Recent research has concluded that optimal levels of serotonin help with controlling behaviors and regulating your mood. This means with the right levels of serotonin, you are less likely to act impulsively and will feel at ease, even when you are frustrated. Scientists have shown that activating serotonin neurons while waiting, promotes patience for delayed rewards. This research has been published in The Journal Current Biology.
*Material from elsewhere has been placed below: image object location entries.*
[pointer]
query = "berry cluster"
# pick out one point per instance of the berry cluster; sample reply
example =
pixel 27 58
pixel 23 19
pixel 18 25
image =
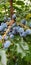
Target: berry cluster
pixel 16 29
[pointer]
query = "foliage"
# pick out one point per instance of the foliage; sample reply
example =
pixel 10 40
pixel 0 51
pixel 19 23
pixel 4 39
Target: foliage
pixel 20 52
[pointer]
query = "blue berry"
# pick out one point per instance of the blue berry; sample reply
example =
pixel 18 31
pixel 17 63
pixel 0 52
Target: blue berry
pixel 28 31
pixel 0 37
pixel 13 31
pixel 23 21
pixel 11 36
pixel 1 28
pixel 7 44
Study Shows Serotonin Can Increase Patience
In this study, a team of researchers led by Drs. Kayoko Miyazaki and Katsuhiko Miyazaki and professor Kenji Doya of the Neural Computation Unit at the Okinawa Institute of Science and Technology (OIST) Graduate University, used genetically engineered mice that produce light-activated molecules only in neurons that produce serotonin. Serotonin is a neuromodulator that is released diffusely in the entire brain and can be activated with specific forms of light. It is involved in behavioral, cognitive, and mental functions
The researchers then trained the mice to perform a delayed reward task, where they would receive a food. The results showed, for the first time, that the timed activation of serotonin neurons promotes animals’ patience for delayed rewards.
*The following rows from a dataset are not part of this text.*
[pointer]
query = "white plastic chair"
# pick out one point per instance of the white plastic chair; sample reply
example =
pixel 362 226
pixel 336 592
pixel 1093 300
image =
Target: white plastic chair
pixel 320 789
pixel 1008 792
“Our previous studies have shown that serotonin levels increase when waiting for delayed rewards. We have also shown that inhibiting serotonin neurons leads to an inability to wait for a long time…This study has proven serotonin’s role in patience during delayed reward waiting, underlining serotonin’s much greater role than previously thought.” Said researchers.
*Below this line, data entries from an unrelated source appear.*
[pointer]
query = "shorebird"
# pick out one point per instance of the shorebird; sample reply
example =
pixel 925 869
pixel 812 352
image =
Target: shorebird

How to Increase Serotonin Naturally
1) Get tested. Test your neurotransmitters in order to get a read on where your serotonin level is currently at. There may be other neurotransmitters compromising the production of serotonin in your brain. To see how Neurotransmitter testing can benefit you visit Neurogistics.com
2) Pay attention to your gut and digestive health. Your gut is often referred to as the “second brain.” According to the American Psychological Association, Gut bacteria manufacture about 95 percent of the body’s supply of serotonin, which influences both mood and GI activity Gut bacteria also produce hundreds of neurochemicals that the brain uses to regulate basic physiological processes as well as mental processes such as learning, memory and mood. When your gastrointestinal health is inadequate your serotonin levels will be too—no matter how well you eat, or what medications or supplements you are ingesting.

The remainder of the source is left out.